As you and I are aware, sound is basically vibration in the air. Microphones translate those vibrations into electronic signals and pass the signals to something else – usually a computer.
Different types of microphone perform the task differently, but the electrets microphones in most tablets and smartphones do it by measuring the change in the distance between 2 plates inside a tiny capsule. When the sound wave comes along, the pressure inside the capsule changes and the plates move. This works pretty well.
A Binghamton University team of researchers believe there might be a better way. A graduate student Jian Zhou and Ron Miles think that we could learn from how insects listen to build more sensitive microphones.
Better for eardrum
According to Miles “We use our eardrums that pick up the direction of sound based on pressure, but most insects actually hear with their hairs.” The hairs that spread across our bodies move with the sound wave traveling through the air.
Miles and Zhou in a recently published study in the journal PNAS lay out a system that makes use of spider silk to do something similar.

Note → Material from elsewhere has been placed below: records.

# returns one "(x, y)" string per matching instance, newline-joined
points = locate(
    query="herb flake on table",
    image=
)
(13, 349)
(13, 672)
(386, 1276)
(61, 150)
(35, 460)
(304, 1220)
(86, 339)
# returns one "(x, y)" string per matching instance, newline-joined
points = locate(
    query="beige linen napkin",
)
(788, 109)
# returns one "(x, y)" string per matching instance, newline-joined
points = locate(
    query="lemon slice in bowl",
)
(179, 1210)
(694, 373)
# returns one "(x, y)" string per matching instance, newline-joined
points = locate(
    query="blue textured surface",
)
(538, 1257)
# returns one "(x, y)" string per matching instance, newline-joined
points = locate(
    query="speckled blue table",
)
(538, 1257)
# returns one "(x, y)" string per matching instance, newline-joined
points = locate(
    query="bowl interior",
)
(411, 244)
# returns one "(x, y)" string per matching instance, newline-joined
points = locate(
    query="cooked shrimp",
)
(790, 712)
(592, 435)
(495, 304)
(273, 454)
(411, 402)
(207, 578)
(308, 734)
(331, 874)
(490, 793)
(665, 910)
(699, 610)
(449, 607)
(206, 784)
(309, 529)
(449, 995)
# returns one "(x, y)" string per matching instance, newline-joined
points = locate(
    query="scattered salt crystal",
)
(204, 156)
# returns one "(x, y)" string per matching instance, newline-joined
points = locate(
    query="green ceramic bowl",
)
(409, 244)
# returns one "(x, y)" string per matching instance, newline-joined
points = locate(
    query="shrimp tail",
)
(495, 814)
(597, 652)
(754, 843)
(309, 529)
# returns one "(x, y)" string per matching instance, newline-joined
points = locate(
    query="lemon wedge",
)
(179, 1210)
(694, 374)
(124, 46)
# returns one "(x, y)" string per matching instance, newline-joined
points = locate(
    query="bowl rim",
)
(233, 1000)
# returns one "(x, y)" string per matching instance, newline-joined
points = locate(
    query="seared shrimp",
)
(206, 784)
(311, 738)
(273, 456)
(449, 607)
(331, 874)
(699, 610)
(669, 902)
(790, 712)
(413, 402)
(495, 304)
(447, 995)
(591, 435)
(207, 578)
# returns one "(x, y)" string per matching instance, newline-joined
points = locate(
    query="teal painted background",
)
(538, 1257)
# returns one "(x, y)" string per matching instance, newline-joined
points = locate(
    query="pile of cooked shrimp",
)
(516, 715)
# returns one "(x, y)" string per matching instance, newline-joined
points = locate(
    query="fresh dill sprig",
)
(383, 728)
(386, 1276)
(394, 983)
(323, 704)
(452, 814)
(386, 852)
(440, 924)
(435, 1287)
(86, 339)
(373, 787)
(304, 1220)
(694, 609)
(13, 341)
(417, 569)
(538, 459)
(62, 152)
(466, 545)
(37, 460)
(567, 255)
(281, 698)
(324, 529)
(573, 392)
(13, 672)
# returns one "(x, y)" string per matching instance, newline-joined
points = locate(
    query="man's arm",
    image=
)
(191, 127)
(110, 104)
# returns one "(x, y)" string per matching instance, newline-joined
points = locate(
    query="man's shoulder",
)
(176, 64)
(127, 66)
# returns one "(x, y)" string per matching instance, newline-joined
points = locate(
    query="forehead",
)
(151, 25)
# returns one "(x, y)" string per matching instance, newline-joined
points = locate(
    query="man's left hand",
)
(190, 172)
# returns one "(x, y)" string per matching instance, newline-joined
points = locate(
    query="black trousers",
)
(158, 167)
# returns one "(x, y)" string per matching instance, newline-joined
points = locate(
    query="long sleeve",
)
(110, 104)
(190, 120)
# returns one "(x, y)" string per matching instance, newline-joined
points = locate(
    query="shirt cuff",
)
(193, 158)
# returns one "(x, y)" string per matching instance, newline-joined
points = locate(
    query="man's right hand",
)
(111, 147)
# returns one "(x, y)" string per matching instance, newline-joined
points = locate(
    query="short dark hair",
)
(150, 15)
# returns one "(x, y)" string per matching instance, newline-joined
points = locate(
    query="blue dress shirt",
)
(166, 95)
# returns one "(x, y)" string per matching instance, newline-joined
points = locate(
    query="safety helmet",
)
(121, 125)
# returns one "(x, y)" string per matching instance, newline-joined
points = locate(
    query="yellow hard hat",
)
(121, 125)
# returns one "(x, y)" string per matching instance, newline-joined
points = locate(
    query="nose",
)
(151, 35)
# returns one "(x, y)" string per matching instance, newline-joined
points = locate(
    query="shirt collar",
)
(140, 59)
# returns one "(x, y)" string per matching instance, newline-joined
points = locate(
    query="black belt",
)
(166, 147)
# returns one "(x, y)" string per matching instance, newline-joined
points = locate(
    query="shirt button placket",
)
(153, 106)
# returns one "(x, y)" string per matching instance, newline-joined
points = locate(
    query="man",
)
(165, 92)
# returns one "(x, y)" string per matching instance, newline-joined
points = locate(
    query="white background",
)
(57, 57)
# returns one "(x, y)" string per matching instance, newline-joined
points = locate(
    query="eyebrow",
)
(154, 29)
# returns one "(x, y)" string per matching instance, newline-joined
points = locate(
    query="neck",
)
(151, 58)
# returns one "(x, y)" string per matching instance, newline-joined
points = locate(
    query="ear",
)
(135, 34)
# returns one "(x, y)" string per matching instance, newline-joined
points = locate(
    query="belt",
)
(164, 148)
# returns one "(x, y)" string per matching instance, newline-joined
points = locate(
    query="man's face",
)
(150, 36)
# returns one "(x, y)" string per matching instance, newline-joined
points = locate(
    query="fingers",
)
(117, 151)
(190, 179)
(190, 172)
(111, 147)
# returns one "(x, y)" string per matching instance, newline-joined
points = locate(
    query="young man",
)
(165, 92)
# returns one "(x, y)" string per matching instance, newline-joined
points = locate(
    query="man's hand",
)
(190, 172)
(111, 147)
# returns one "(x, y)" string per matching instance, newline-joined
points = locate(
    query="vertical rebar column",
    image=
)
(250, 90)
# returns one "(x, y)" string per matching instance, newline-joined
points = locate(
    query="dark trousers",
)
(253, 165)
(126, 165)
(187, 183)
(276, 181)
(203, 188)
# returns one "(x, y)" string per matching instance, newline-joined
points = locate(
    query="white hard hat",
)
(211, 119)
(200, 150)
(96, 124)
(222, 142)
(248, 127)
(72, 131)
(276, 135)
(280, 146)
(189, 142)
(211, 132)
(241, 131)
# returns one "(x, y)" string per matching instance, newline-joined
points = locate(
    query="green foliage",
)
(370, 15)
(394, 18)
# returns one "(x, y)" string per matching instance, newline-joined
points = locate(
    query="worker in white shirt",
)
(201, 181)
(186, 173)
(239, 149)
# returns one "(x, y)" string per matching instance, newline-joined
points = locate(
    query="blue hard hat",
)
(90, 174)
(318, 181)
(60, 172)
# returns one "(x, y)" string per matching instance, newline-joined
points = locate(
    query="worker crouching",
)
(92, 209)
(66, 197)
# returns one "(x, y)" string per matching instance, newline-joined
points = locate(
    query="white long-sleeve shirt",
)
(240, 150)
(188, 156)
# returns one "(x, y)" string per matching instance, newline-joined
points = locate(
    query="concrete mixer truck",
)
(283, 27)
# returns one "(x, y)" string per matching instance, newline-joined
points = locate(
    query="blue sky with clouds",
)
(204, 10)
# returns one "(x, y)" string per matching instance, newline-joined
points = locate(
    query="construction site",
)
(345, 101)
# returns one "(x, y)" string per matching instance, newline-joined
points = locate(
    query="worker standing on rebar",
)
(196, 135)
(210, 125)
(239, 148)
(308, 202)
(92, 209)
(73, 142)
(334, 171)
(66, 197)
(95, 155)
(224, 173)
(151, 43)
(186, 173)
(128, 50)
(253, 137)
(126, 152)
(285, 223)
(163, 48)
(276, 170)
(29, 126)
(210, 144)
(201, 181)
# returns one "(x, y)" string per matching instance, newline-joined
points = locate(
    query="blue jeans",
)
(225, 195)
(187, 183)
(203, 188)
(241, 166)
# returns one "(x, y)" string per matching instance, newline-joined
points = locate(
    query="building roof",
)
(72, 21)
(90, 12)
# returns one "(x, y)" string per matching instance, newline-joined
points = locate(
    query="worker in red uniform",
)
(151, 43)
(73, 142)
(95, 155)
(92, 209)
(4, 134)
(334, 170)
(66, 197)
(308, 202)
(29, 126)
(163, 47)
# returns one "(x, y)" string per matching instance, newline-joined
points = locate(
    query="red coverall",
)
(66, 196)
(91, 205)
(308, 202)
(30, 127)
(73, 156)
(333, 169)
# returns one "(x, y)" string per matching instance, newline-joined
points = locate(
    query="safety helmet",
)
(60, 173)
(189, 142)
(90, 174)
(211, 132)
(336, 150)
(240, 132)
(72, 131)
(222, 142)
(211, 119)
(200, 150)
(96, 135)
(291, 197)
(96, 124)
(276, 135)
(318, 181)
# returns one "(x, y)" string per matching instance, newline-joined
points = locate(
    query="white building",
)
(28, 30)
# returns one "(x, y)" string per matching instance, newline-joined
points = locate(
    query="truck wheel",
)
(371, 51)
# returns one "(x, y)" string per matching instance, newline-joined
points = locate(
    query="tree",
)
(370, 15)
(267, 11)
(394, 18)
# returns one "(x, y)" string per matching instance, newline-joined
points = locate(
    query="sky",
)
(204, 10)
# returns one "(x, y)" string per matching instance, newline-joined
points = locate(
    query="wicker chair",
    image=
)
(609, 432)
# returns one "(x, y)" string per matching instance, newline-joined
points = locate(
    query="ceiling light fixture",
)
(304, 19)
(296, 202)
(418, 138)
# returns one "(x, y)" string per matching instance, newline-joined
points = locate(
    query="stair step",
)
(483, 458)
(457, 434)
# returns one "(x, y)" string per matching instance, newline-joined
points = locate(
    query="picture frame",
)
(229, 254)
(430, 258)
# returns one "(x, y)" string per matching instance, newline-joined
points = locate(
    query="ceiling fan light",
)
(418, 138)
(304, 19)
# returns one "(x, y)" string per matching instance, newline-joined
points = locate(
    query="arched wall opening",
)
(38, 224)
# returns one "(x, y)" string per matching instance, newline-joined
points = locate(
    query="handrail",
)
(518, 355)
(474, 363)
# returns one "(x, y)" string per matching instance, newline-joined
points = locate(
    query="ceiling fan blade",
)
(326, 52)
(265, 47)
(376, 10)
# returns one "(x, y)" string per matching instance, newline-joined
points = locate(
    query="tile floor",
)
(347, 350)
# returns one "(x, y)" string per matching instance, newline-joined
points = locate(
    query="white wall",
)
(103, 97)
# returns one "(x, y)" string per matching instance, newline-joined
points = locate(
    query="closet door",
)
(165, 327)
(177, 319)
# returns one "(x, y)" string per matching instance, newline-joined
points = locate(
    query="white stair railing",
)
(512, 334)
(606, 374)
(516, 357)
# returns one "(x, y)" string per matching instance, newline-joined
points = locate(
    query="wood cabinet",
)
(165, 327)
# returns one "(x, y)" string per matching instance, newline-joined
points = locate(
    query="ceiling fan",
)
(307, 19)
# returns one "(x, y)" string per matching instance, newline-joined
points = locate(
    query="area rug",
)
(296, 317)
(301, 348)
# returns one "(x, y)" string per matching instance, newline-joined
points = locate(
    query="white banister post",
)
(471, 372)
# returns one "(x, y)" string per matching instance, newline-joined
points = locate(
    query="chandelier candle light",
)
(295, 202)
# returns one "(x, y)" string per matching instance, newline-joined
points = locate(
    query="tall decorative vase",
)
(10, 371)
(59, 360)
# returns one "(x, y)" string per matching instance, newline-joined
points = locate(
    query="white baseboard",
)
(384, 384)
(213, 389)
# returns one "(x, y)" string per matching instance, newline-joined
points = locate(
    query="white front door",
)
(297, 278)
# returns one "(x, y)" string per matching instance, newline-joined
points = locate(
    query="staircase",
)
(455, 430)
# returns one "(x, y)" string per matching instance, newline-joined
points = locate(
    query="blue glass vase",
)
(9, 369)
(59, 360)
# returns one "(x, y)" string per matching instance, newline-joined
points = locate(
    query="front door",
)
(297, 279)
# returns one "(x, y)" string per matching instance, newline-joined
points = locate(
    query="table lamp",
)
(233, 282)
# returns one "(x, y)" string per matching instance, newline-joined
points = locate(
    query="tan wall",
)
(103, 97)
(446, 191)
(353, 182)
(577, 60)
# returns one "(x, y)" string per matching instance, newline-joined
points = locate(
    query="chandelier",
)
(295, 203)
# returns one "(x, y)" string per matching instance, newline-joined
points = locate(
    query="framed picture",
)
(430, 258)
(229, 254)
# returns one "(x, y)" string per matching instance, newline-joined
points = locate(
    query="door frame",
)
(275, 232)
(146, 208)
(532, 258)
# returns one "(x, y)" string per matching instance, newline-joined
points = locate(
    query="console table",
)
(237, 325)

Miles said, “We coated spider silk with gold and put it in a magnetic field to obtain an electronic signal.”
Spider silk is thin that sound wave can make them move. The benefits of the extra fidelity is that it makes it more easy to filter out background noise, which is not only great for the microphones of mobile phones, but also hearing aid users and more.
Miles also said, “It’s actually a fairly simple way to make an extremely effective microphone that has better directional capabilities across a wide range of frequencies.”